In my time watching the show at home with my girlfriend, we both had differing opinions on the show. She loved the show but agreed that the characters were awful. Both characteristically and in their writing. The decisions that characters make in the show are very, in a way, crazy, with Joe being the most “sympathetic” at times. The serial killer psycho is the most sympathetic. That says something, while you have a show like AMC’s “Breaking Bad” which portrays a similar villain as the protagonist. However, Walter White is never a sympathetic character. At first, he is, but not long after his cancer diagnosis, White starts killing, lying, creating, and selling drugs in the “name of his family.” His motives are understandable at first. Joe’s motives aren’t.

With all of my negative thoughts, the show does have it’s brilliant moments. There are moments of great suspense and tension. Not to mention the show flaunts some seriously good acting and cinematography, but the writing doesn’t do it any favors. Maybe it’s intentional? Are we supposed to despise most of the characters in the show? While Beck is the victim in all of this, she does some pretty awful things. Without getting into spoilers, we find out that Beck isn’t the perfect girl that Joe has built her up to be in his mind. Perhaps this is the show’s way of making us feel uneasy about blaming Beck for some of the things that happen to her. No one deserves to be stalked or have horrible things happen to them.

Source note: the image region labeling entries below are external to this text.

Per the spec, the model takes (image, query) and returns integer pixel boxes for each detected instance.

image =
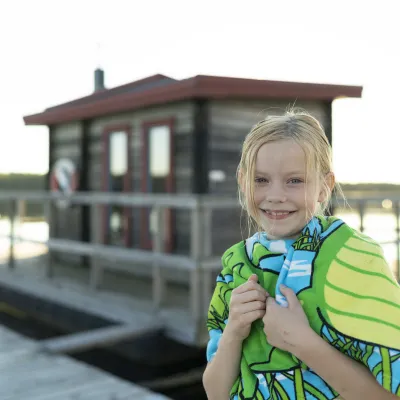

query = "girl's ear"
[238,169,246,193]
[318,172,336,203]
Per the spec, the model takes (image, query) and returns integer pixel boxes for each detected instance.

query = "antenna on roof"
[94,42,106,92]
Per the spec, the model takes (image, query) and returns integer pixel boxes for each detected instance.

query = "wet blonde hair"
[237,111,342,233]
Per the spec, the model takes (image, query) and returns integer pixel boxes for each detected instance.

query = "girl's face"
[254,139,323,239]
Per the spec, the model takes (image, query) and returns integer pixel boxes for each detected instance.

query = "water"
[0,210,397,272]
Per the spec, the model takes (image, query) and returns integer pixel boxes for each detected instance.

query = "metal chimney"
[94,68,105,92]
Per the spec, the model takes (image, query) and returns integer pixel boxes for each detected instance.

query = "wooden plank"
[39,322,161,353]
[0,326,168,400]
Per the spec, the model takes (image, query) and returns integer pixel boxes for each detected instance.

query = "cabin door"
[140,120,174,251]
[103,126,132,247]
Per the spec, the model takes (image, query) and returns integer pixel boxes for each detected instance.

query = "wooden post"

This topic could be the conversation piece of the show overall. I had this talk with my girlfriend after discussing this idea with her. I feel bad for Beck. I feel bad for initially blaming her for some of the things that happen in the show. Beck isn’t at fault for the actions and decisions of those around her. I think this show uses Beck to bring up the topic of victim-blaming. If that’s the case, then bravo. In that light, I hope the show continues to shed light on similar issues, but maybe give writing a little more polish.